02:38 Un discours en étrange décalage avec ce que l'on observe aujourd'hui.
02:43 L'actualité est ponctuée de nouvelles qui incitent à penser au contraire
02:47 que le secteur est proche de sa maturité.
02:50 Avec la chute violente des ventes de micro-ordinateurs en début d'année,
02:54 mais aussi de smartphones et de tablettes, un mouvement entamé en 2022.

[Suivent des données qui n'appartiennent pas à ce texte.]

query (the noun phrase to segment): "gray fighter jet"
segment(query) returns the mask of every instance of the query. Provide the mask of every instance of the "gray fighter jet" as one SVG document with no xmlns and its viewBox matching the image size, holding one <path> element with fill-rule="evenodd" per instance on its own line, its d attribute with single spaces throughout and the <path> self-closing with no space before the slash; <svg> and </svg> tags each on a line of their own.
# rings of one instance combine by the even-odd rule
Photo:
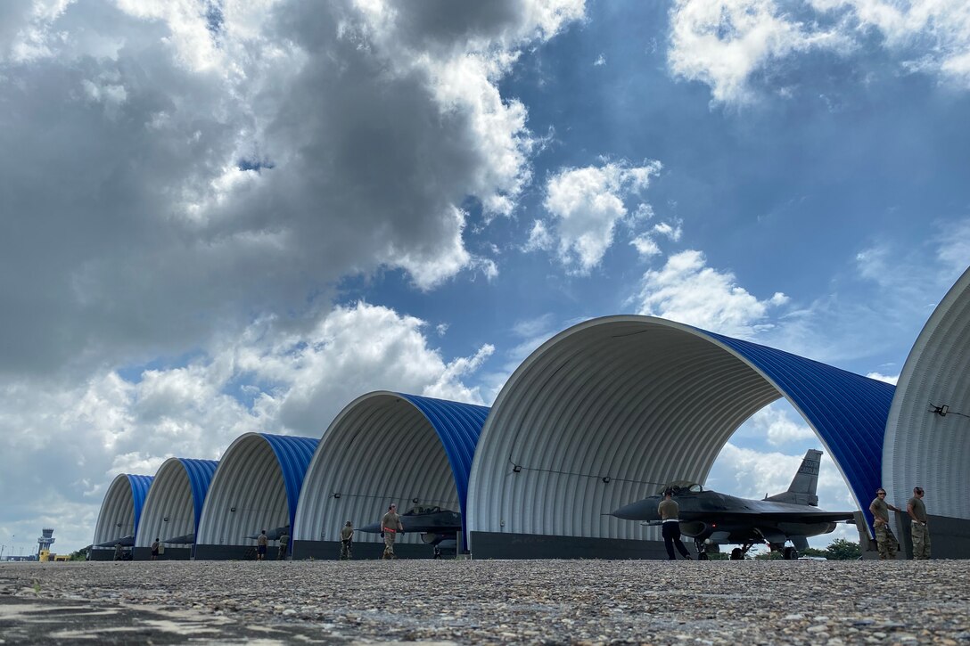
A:
<svg viewBox="0 0 970 646">
<path fill-rule="evenodd" d="M 722 544 L 740 545 L 731 551 L 731 559 L 741 559 L 755 544 L 765 543 L 771 551 L 780 551 L 786 559 L 797 559 L 798 550 L 808 547 L 808 536 L 828 533 L 841 521 L 853 521 L 851 511 L 819 509 L 816 489 L 822 451 L 810 449 L 788 491 L 763 501 L 735 498 L 705 491 L 693 482 L 672 482 L 657 496 L 645 498 L 613 511 L 611 515 L 627 520 L 660 525 L 657 507 L 663 492 L 671 490 L 680 507 L 680 531 L 694 538 L 700 560 L 707 551 L 717 551 Z M 792 541 L 792 546 L 785 543 Z"/>
<path fill-rule="evenodd" d="M 438 506 L 414 506 L 401 514 L 401 524 L 404 532 L 421 533 L 421 540 L 437 547 L 446 540 L 455 540 L 462 531 L 462 514 Z M 380 533 L 380 523 L 367 525 L 360 529 L 368 533 Z"/>
</svg>

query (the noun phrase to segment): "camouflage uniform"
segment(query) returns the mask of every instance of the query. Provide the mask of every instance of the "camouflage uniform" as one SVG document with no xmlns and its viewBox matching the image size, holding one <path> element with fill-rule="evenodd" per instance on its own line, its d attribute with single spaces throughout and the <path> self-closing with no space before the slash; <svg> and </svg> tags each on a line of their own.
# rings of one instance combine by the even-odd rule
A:
<svg viewBox="0 0 970 646">
<path fill-rule="evenodd" d="M 910 524 L 910 533 L 913 536 L 913 558 L 922 561 L 929 558 L 929 528 L 926 527 L 926 505 L 920 498 L 914 496 L 906 505 L 913 509 L 913 515 L 917 520 Z"/>
<path fill-rule="evenodd" d="M 347 524 L 340 530 L 340 561 L 350 561 L 354 558 L 354 527 Z"/>
<path fill-rule="evenodd" d="M 401 524 L 401 516 L 395 511 L 388 511 L 380 519 L 380 530 L 384 533 L 384 553 L 381 559 L 397 559 L 394 554 L 394 540 L 398 536 L 398 532 L 404 532 L 404 526 Z"/>
<path fill-rule="evenodd" d="M 665 499 L 657 506 L 657 513 L 663 522 L 663 547 L 666 548 L 667 558 L 673 561 L 676 557 L 673 554 L 674 546 L 685 559 L 691 559 L 691 553 L 687 551 L 684 543 L 680 539 L 680 505 L 672 499 Z"/>
<path fill-rule="evenodd" d="M 896 552 L 899 550 L 899 541 L 896 540 L 892 530 L 889 529 L 889 509 L 886 501 L 878 496 L 869 505 L 869 510 L 875 517 L 873 528 L 876 531 L 876 544 L 879 545 L 880 561 L 894 561 Z"/>
</svg>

03:00 Ce retournement lui-même ne permet en rien de préjuger de la suite.
03:04 On en connaît les causes, surequipement des années Covid, dégradation du climat de la consommation.
03:09 Mais il confirme que le segment des terminaux est sorti de sa zone de croissance extensive,
03:15 imperméable au cycle de l'économie.

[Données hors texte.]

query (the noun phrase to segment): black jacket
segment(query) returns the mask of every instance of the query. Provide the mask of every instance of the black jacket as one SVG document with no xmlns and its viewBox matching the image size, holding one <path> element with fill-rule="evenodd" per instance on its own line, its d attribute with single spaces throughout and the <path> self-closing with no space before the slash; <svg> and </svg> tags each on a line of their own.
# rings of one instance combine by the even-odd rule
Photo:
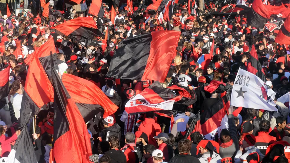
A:
<svg viewBox="0 0 290 163">
<path fill-rule="evenodd" d="M 101 133 L 102 139 L 109 142 L 109 138 L 111 136 L 115 136 L 121 139 L 121 127 L 117 123 L 102 130 Z"/>
<path fill-rule="evenodd" d="M 106 152 L 105 153 L 110 156 L 112 163 L 126 163 L 126 156 L 121 150 L 113 149 Z"/>
<path fill-rule="evenodd" d="M 169 163 L 200 163 L 197 158 L 189 155 L 178 154 L 169 161 Z"/>
</svg>

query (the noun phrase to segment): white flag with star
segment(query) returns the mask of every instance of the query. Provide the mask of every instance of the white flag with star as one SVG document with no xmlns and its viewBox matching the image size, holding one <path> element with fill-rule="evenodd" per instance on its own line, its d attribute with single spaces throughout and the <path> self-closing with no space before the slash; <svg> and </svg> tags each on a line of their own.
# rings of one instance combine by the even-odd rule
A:
<svg viewBox="0 0 290 163">
<path fill-rule="evenodd" d="M 240 68 L 233 87 L 231 105 L 277 111 L 272 99 L 274 93 L 258 77 Z"/>
</svg>

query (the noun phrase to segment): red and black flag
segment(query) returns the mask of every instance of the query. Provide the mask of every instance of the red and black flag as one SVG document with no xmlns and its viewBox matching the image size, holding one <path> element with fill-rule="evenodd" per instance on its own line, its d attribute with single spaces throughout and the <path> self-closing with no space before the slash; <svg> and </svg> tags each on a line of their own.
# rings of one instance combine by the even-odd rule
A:
<svg viewBox="0 0 290 163">
<path fill-rule="evenodd" d="M 0 78 L 0 100 L 2 100 L 8 95 L 10 70 L 9 64 L 8 67 L 0 71 L 0 76 L 1 76 Z"/>
<path fill-rule="evenodd" d="M 62 81 L 85 122 L 88 121 L 100 112 L 106 117 L 118 109 L 118 107 L 92 82 L 65 73 L 62 75 Z"/>
<path fill-rule="evenodd" d="M 153 111 L 170 116 L 173 111 L 178 110 L 180 107 L 178 105 L 187 107 L 196 101 L 195 93 L 187 88 L 177 85 L 166 88 L 155 82 L 129 100 L 126 104 L 125 110 L 131 115 Z M 171 90 L 174 90 L 176 94 Z M 175 104 L 178 107 L 174 107 Z"/>
<path fill-rule="evenodd" d="M 93 0 L 88 9 L 88 13 L 101 18 L 104 16 L 104 13 L 102 0 Z"/>
<path fill-rule="evenodd" d="M 13 163 L 37 163 L 34 148 L 27 128 L 27 124 L 32 117 L 30 115 L 18 136 L 13 148 L 7 157 L 8 162 Z"/>
<path fill-rule="evenodd" d="M 266 80 L 265 72 L 258 59 L 258 55 L 256 51 L 254 45 L 253 45 L 252 47 L 250 58 L 247 63 L 247 71 L 258 76 L 264 82 L 266 82 Z"/>
<path fill-rule="evenodd" d="M 10 10 L 9 9 L 9 6 L 8 6 L 8 4 L 7 3 L 6 4 L 6 6 L 7 8 L 6 15 L 7 15 L 7 17 L 9 17 L 11 15 L 11 13 L 10 13 Z"/>
<path fill-rule="evenodd" d="M 163 12 L 164 10 L 164 6 L 167 5 L 169 1 L 169 0 L 153 1 L 155 1 L 155 2 L 149 4 L 147 7 L 146 9 L 147 10 L 152 10 Z"/>
<path fill-rule="evenodd" d="M 173 30 L 158 31 L 122 40 L 107 75 L 116 79 L 164 82 L 180 35 Z"/>
<path fill-rule="evenodd" d="M 91 142 L 83 118 L 55 69 L 52 69 L 54 102 L 57 106 L 54 110 L 53 158 L 56 162 L 90 162 Z"/>
<path fill-rule="evenodd" d="M 287 17 L 275 39 L 278 44 L 290 44 L 290 16 Z M 287 57 L 286 57 L 287 58 Z"/>
<path fill-rule="evenodd" d="M 54 58 L 56 58 L 57 52 L 55 50 L 55 47 L 54 39 L 51 38 L 48 39 L 45 43 L 37 49 L 32 54 L 29 55 L 24 60 L 24 62 L 28 65 L 30 64 L 33 56 L 36 55 L 38 58 L 40 64 L 42 65 L 45 72 L 49 76 L 51 76 L 51 69 L 52 65 L 50 59 L 51 53 Z M 56 63 L 56 59 L 54 60 L 54 67 L 58 69 L 57 64 Z"/>
<path fill-rule="evenodd" d="M 254 0 L 248 14 L 248 23 L 254 27 L 262 28 L 272 15 L 279 14 L 282 18 L 287 17 L 290 13 L 289 4 L 274 6 L 265 5 L 260 0 Z"/>
<path fill-rule="evenodd" d="M 87 42 L 100 34 L 96 22 L 90 17 L 78 18 L 70 20 L 57 26 L 57 33 L 74 37 L 81 41 Z"/>
<path fill-rule="evenodd" d="M 53 101 L 52 86 L 36 54 L 31 55 L 32 58 L 25 81 L 20 116 L 22 126 L 30 114 L 34 115 L 40 108 Z"/>
</svg>

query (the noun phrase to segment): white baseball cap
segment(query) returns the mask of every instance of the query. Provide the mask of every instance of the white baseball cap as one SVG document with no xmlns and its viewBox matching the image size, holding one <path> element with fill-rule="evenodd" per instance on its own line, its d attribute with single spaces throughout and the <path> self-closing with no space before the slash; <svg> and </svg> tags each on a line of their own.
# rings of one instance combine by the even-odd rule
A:
<svg viewBox="0 0 290 163">
<path fill-rule="evenodd" d="M 152 156 L 154 157 L 163 157 L 163 153 L 160 150 L 155 150 L 152 152 Z"/>
</svg>

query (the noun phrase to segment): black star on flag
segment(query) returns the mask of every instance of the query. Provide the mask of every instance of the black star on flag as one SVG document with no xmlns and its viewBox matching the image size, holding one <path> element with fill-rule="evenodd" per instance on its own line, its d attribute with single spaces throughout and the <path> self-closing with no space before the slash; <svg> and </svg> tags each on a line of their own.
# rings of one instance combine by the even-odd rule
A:
<svg viewBox="0 0 290 163">
<path fill-rule="evenodd" d="M 241 96 L 242 97 L 243 97 L 243 98 L 245 99 L 245 97 L 244 97 L 244 93 L 247 92 L 247 91 L 243 91 L 243 90 L 242 89 L 242 87 L 241 87 L 241 88 L 240 88 L 239 90 L 235 90 L 235 91 L 238 93 L 238 96 L 237 96 L 237 98 L 240 96 Z"/>
</svg>

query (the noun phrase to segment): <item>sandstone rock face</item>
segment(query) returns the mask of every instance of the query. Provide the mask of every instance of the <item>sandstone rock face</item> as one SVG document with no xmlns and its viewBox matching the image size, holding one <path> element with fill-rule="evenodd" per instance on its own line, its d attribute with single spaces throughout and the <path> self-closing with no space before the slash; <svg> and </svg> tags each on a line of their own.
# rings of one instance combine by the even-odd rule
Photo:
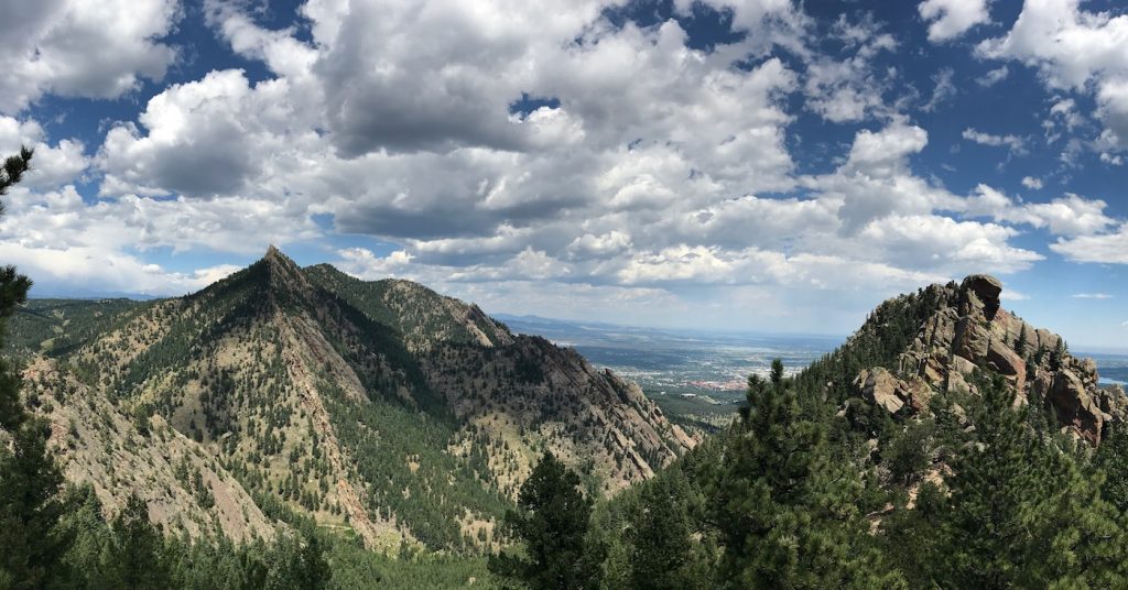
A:
<svg viewBox="0 0 1128 590">
<path fill-rule="evenodd" d="M 1061 428 L 1094 444 L 1108 424 L 1128 417 L 1118 389 L 1098 387 L 1096 364 L 1076 359 L 1061 337 L 1002 308 L 1003 284 L 976 274 L 955 285 L 932 285 L 918 297 L 935 301 L 916 338 L 900 354 L 896 373 L 863 370 L 857 394 L 890 413 L 923 412 L 937 390 L 977 394 L 971 375 L 1002 375 L 1016 403 L 1051 406 Z"/>
</svg>

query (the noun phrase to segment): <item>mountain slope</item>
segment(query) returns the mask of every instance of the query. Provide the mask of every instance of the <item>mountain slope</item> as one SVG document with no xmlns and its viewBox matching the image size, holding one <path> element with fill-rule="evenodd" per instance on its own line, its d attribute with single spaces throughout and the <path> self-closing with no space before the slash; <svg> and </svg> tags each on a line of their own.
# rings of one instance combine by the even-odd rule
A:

03:18 Comme d'autres secteurs matures, il alterne maintenant les phases de renouvellement de gamme et de repli,
03:23 renforçant l'âpreté de la concurrence,
03:26 puisque la lutte se déplace, depuis une décennie maintenant, sur la part de marché.
03:31 Cette inflexion n'est certes pas nouvelle et ne livre qu'une vision très parcellaire des choses.
03:37 L'enjeu de la croissance se situe ailleurs.
03:39 En amont, du côté des data centers et des serveurs,
03:43 et en aval, du côté de la puissance embarquée et de l'intelligence artificielle qui permet de démultiplier les usages.
03:51 Or c'est bien de ce côté-là aussi que le bas blesse.
03:55 L'écosystème digital est confronté à deux grandes limites.
03:59 1. Le gigantisme des infrastructures matérielles qui le sous-tendent
04:03 l'expose, comme toutes les autres industries, aux contraintes de ressources et aux coûts induits par la lutte contre le réchauffement climatique.
04:10 Et 2. Le temps de cerveau disponible n'est pas, lui non plus, extensible à l'infini.
04:17 Et c'est sans doute cette seconde dimension qui est la plus pénalisante.
04:21 Les usages numériques sont chronophages, des réseaux sociaux aux jeux, en passant par la consommation de contenu en ligne.
04:28 Ce temps est la ressource rare qui permet aux modèles bifaces de traquer nos données personnelles et de les monétiser sur leur face payante.
04:37 Et les plateformes se livrent maintenant à une lutte de plus en plus âpre pour capter ce temps
04:43 qui entre en rivalité avec d'autres temps sociaux difficilement compressibles.
04:48 Les récents déboires de méta, concernant notamment le potentiel de développement rapide du métaverse ou de Twitter,
04:54 nous rappellent que ces plateformes, elles aussi, occupent un espace qui arrive à maturité,
05:00 exacerbant la concurrence sur un marché où il n'y a pas de place pour tout le monde et où il y aura des morts.
05:07 Dernière limite enfin, ce qui constitue la ressource vitale de nombreux modèles d'affaires du web, la publicité.
05:15 La croissance de cette dernière est indexée sur la croissance de l'économie, limitant là encore le déploiement des plateformes.
05:23 "Manias, panics and crashes", c'est le titre d'un célèbre ouvrage de Charles Kindlberger.
05:29 Nous rappelons que chaque grande vague d'innovation, à l'instar de celle des chemins de fer,
05:34 s'est accompagnée d'une euphorie entrepreneuriale et financière,
05:38 conduisant inexorablement à des surcapacités et à une correction sévère,
05:44 où l'État intervient et reprend la main sur des infrastructures essentielles qui relèvent de monopoles naturels.
05:51 Le numérique offre aujourd'hui le visage de la toute-puissance, comme les patrons turbulents qui le pilotent.
05:58 L'histoire nous rappelle de son côté que l'euphorie n'est jamais très éloignée de la chute.